The use of the Community Order and Suspended Sentence Order for Young Adult Offenders , supported by the Barrow Cadbury Trust and Esmée Fairbairn Foundation, says there has been 'little innovation in the practical application of the new sentencing arrangements for young adults with the Community Order appearing to mirror the old community sentences'. It concludes that there is a case for reviewing the responsiveness in sentencing for young adult offenders.

The report also notes that the there is no evidence that the Community Order or the Suspended Sentence Order is resulting in a reduction in the number of young adults given custodial sentences, as was hoped prior to their introduction in April 2005.

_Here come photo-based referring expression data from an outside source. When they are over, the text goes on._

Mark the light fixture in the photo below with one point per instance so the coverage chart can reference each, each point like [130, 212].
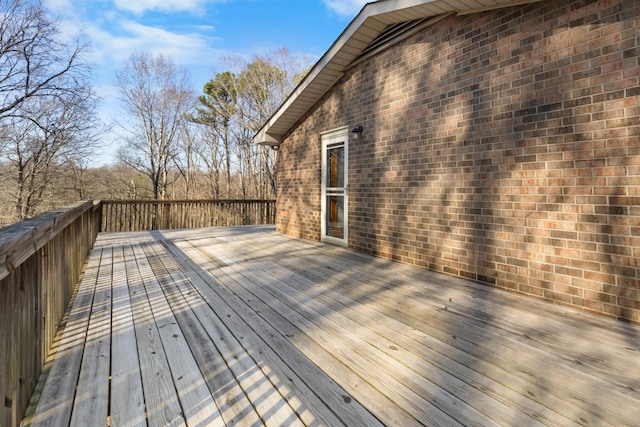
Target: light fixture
[356, 132]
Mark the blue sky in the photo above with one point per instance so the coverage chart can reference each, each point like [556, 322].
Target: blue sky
[196, 34]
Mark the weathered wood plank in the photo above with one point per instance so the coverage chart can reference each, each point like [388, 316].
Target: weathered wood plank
[473, 337]
[198, 407]
[127, 396]
[428, 402]
[388, 335]
[56, 400]
[92, 391]
[211, 345]
[277, 356]
[236, 324]
[161, 399]
[267, 401]
[279, 323]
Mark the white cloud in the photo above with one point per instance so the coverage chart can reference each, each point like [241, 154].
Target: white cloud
[348, 8]
[141, 6]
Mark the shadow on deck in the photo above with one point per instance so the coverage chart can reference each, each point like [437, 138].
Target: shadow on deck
[242, 325]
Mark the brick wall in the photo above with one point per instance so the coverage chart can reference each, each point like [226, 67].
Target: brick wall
[502, 147]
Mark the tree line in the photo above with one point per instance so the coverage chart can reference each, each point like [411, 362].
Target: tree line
[174, 143]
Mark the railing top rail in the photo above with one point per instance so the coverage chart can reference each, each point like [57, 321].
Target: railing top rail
[21, 240]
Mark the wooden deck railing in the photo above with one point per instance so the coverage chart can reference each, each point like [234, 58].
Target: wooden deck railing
[41, 261]
[138, 215]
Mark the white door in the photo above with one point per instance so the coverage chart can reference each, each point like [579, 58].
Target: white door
[334, 186]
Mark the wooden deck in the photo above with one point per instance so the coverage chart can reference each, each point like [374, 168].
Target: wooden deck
[245, 326]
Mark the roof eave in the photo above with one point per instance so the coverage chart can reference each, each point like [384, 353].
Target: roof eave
[362, 30]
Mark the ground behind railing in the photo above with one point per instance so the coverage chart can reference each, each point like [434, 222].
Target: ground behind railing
[42, 260]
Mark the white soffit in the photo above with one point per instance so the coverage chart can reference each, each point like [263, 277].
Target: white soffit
[372, 20]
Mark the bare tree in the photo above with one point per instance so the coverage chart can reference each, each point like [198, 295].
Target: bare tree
[47, 107]
[234, 107]
[50, 134]
[33, 62]
[155, 93]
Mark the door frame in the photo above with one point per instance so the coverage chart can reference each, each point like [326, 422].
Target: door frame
[332, 137]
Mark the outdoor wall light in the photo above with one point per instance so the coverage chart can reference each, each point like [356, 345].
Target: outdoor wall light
[356, 132]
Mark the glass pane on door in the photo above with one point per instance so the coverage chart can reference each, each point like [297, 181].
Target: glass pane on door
[335, 211]
[335, 166]
[335, 216]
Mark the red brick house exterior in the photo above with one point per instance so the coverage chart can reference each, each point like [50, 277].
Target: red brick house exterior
[501, 146]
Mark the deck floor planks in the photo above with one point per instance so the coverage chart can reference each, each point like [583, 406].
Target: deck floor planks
[212, 344]
[374, 327]
[57, 396]
[90, 406]
[522, 359]
[404, 385]
[198, 407]
[278, 352]
[232, 357]
[550, 331]
[316, 323]
[127, 396]
[470, 337]
[161, 399]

An embargoed copy of the report is available at

Speaking today the deputy director of the Centre for Crime and Justice Studies, Enver Solomon, said:

'Whilst the current focus is on prison overcrowding it is vital not to over look the use of community sentences. Our research has found that these sentences are currently not being used as effectively as they could be for an extremely significant group of offenders. It raises important issues for the Ministry of Justice in its attempt to promote the greater use of community sentences.'

The Chief Executive of the Barrow Cadbury Trust, Sukhvinder Stubbs, said:

'In the current criminal justice system, there is no legal difference between a young adult, aged 18-24 and a 40 year old. This hampers the ability of sentencers to be responsive to young adults, who have greater needs than their adult counterparts. Barrow Cadbury calls for a seamless criminal justice system where treatment of young adults is dependant on their level of maturity rather than their age'.